At the moment, bank customers can use ATMs of competitive institutions to withdraw cash at no additional cost for this service. Accordingly, those banks and building societies, which have more customers, pay more so that the service remains free. For this reason, financial institutions put pressure on Link (the company managing most ATMs in the UK) to reduce the commission for using ATMs, but experts fear that this is an imperfect solution.
Today, Link has announced its decision to reduce the commission, paid by banks and building societies, from 25 pence to 20 pence per transaction. The company also promised that free ATMs located 1 km away from the nearest free machine will not be closed.
But experts fear that the new system will prove inefficient and lead to the closure of thousands of ATMs. Ron Delnevo, executive director of the ATM Industry Association, told the BBC that 30,000 machines could be closed. He added: "The loss of any of them will be terrible, but if the innovation comes into force, 25-30 thousand ATMs will stop working."
Consumer Protection Group ‘Which?’ recently discovered that in the UK there are more than 200 regions in which access to ATMs is poor or absent altogether. In addition, three quarters of hospitals with paid ATMs do not have free alternatives.
Gareth Shaw, financial expert of ‘Which?’, explained: "Although Link says it wants to keep free access to cash, we do not believe that the company will succeed, especially now that it is being pressured by banks. Despite Link's innovation, the number of free machines in the UK may decrease, which will have a negative impact on clients. We are concerned that such decisions are taken without discussion with the public. As there are more than 2 million residents in the country that almost entirely depend on cash, it is important that Payment Systems Regulator conducted its own investigation. "

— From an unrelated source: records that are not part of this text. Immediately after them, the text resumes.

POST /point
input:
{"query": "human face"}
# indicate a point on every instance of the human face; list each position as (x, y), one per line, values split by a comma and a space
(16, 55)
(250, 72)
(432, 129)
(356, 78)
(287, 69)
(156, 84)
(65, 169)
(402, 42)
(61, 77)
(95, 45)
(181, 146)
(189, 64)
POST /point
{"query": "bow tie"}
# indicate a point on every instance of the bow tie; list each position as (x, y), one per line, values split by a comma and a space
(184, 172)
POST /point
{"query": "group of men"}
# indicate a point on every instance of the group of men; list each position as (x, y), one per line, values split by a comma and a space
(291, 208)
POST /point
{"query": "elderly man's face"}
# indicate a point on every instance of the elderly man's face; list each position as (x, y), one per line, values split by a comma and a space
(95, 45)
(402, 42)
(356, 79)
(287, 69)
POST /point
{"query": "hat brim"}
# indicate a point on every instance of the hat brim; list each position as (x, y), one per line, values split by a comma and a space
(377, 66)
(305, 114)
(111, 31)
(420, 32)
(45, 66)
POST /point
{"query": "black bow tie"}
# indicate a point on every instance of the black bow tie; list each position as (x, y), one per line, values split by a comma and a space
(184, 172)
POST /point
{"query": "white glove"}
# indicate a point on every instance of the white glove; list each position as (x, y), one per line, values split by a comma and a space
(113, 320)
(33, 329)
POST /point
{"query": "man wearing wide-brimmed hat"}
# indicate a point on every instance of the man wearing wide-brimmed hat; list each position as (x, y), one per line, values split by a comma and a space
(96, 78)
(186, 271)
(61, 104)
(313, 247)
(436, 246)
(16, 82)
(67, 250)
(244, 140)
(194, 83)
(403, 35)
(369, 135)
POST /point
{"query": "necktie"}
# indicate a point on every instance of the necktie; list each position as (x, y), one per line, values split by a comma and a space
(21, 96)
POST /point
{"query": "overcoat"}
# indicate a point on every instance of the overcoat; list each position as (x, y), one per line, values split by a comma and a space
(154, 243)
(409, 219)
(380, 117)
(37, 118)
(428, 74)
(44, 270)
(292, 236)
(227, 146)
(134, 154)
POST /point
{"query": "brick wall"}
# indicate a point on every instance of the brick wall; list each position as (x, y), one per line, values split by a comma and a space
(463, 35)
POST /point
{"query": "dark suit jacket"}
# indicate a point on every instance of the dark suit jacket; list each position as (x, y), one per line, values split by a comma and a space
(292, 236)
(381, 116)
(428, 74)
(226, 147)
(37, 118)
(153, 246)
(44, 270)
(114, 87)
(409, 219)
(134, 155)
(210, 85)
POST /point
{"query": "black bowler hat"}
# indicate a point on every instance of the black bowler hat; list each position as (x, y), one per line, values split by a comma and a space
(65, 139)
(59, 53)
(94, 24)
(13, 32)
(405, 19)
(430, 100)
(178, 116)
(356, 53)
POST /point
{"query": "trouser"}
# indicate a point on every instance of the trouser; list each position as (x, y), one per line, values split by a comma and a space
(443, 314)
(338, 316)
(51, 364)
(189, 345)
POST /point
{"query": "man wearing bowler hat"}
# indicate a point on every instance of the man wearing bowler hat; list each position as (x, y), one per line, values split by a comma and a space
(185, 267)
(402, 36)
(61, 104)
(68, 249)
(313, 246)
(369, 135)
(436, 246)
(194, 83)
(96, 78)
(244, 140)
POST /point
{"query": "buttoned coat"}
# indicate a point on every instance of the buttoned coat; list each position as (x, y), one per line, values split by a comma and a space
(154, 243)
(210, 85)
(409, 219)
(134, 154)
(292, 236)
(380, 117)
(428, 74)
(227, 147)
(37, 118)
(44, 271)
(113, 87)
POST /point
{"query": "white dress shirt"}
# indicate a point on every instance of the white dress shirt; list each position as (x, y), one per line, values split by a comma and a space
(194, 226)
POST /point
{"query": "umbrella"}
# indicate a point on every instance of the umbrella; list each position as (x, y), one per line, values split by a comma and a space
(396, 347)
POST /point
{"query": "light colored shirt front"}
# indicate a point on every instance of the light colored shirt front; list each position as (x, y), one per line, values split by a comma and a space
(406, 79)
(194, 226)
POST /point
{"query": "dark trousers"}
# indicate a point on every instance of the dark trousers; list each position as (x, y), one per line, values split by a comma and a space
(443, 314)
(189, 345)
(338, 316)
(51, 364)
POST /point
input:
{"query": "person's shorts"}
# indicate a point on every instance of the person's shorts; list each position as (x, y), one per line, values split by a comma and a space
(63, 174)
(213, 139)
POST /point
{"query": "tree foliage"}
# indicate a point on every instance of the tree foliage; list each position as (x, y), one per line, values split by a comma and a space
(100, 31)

Mark Boleat from Link said that the decisions taken will not affect the geographical location of ATMs. He said: "The members of the board decided to lower the commission for using ATMs that banks pay to a level that will allow maintaining a sufficient number of free ATMs, especially in rural and remote areas, but at the same time help to avoid the appearance of new ATMs in those places, where they are no longer needed, which we have observed in recent years."
The Payment Systems Regulator reacted approvingly to the news, but noted that it would monitor the consequences of the innovation. Hannah Nixon, representative of the Regulator, said: "We will intervene if we consider that the innovation will affect the geographical location of the ATMs."